Oil extended upside on Tuesday as cold front in the US looming from the Arctic Circle forced a halt to oil drilling and refining in Texas, the heart of the US oil industry.

Extremely bad weather conditions and low temperatures in parts of the United States have led to a decrease in power generation along with an increase in demand for it, which led to a jump in the spot price of electricity. Some regions have introduced rotating blackouts to somehow balance the deficit and the surging demand for heating. Severe cold also stopped the production and refining of oil in Texas, Bloomberg estimates the reduction in production at 1 million b/d (the US produces more than 12 million b/d).

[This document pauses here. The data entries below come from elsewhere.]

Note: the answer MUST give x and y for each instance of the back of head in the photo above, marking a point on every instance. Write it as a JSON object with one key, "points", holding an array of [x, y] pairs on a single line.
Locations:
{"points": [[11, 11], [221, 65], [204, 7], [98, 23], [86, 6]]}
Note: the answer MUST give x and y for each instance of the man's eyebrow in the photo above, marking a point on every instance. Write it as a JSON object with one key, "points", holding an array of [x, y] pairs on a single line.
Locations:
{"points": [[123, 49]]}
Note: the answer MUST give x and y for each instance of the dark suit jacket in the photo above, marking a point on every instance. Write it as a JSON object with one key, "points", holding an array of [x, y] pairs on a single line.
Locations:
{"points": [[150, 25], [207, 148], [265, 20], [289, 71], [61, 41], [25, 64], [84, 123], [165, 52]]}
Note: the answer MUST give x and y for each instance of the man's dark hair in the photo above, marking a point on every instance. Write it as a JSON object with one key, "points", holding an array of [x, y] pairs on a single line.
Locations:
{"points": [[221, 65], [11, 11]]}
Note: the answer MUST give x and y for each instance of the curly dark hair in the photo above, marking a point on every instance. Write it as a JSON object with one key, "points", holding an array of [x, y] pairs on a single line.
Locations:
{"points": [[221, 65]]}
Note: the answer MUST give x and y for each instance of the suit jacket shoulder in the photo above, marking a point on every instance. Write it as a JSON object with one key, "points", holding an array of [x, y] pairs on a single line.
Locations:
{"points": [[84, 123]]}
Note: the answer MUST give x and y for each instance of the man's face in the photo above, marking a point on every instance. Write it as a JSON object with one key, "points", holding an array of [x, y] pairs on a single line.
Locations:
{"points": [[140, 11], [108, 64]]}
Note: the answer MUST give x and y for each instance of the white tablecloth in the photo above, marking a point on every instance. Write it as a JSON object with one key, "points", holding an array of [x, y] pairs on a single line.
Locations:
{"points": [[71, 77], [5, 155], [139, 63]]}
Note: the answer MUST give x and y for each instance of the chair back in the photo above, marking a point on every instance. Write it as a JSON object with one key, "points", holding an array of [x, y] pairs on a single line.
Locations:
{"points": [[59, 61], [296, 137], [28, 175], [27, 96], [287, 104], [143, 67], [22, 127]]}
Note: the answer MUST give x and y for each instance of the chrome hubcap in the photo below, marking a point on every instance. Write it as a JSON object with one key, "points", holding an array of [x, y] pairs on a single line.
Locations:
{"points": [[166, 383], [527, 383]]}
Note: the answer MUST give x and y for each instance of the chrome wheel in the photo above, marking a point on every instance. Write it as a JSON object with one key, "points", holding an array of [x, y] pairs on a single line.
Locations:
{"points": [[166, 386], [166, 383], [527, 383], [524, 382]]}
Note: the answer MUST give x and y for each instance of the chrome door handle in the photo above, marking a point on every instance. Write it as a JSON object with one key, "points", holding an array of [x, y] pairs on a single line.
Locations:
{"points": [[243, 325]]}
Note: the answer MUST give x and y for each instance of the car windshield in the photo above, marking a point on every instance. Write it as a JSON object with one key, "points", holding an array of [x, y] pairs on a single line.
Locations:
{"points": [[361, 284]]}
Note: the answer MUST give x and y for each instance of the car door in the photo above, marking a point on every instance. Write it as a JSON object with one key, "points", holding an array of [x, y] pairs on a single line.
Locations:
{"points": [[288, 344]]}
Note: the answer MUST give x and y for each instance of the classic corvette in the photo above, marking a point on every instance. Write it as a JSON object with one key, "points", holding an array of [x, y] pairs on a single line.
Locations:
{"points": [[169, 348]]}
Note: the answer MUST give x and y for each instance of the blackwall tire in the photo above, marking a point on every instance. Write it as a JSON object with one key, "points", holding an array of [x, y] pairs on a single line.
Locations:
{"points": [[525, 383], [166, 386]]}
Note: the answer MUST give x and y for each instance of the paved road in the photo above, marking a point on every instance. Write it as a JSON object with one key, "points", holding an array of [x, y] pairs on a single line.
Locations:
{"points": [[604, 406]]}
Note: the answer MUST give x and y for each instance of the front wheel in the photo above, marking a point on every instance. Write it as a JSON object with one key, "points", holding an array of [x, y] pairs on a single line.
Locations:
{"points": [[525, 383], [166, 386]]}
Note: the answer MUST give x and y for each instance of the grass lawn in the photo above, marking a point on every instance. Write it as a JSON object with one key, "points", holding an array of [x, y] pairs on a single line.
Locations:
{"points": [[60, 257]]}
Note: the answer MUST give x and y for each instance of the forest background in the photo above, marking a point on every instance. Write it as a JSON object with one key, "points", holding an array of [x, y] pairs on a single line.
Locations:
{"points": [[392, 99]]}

Storm warnings in Texas are expected to continue through Thursday.

The quotes were also positively affected by reports that the Iranian-backed Houthis launched another drone attack on Saudi Arabia's transport infrastructure. The attack failed, but part of the market decided to price in possible risks, which supported the quotes.

Nevertheless, on the technical side oil is significantly overbought as indicated by RSI above 70 and a healthy correction is needed "digest" the recent growth and determine further direction. Fundamentally, oil prices could extend their rise thanks to global economic recovery and hence improving demand for energy.

SPX futures rose 0.5% on Tuesday, while the global stock market index MSCI ACWI, which has never closed in the red since the beginning of February, renewed its peak again. Asian stocks continue to rise faster than their Western counterparts, Asia-Pacific stocks are up 0.62% today, while Japan's Nikkei is up 1.4%. The Hang Seng Index in Hong Kong rose to a 32-month high.

Risk demand clearly dominates on Tuesday. In the cryptocurrency market, Bitcoin has tested a new all-time high of $ 50,000 thanks to news that JP Morgan is going to invest in it.

The bullish view of the economy continues to push bond yields higher. The 10-year Treasury yield rose to 1.24%, its highest level since March. At some point, the stock market may not like this, since an excessive rise in the cost of borrowing in the market can provoke the Fed's intervention. Therefore, it is worth staying on the alert.

Investors are awaiting the release of the minutes of the last Fed meeting, which will be published on Wednesday and will likely indicate the central bank’s bias to continue to keep rates near zero.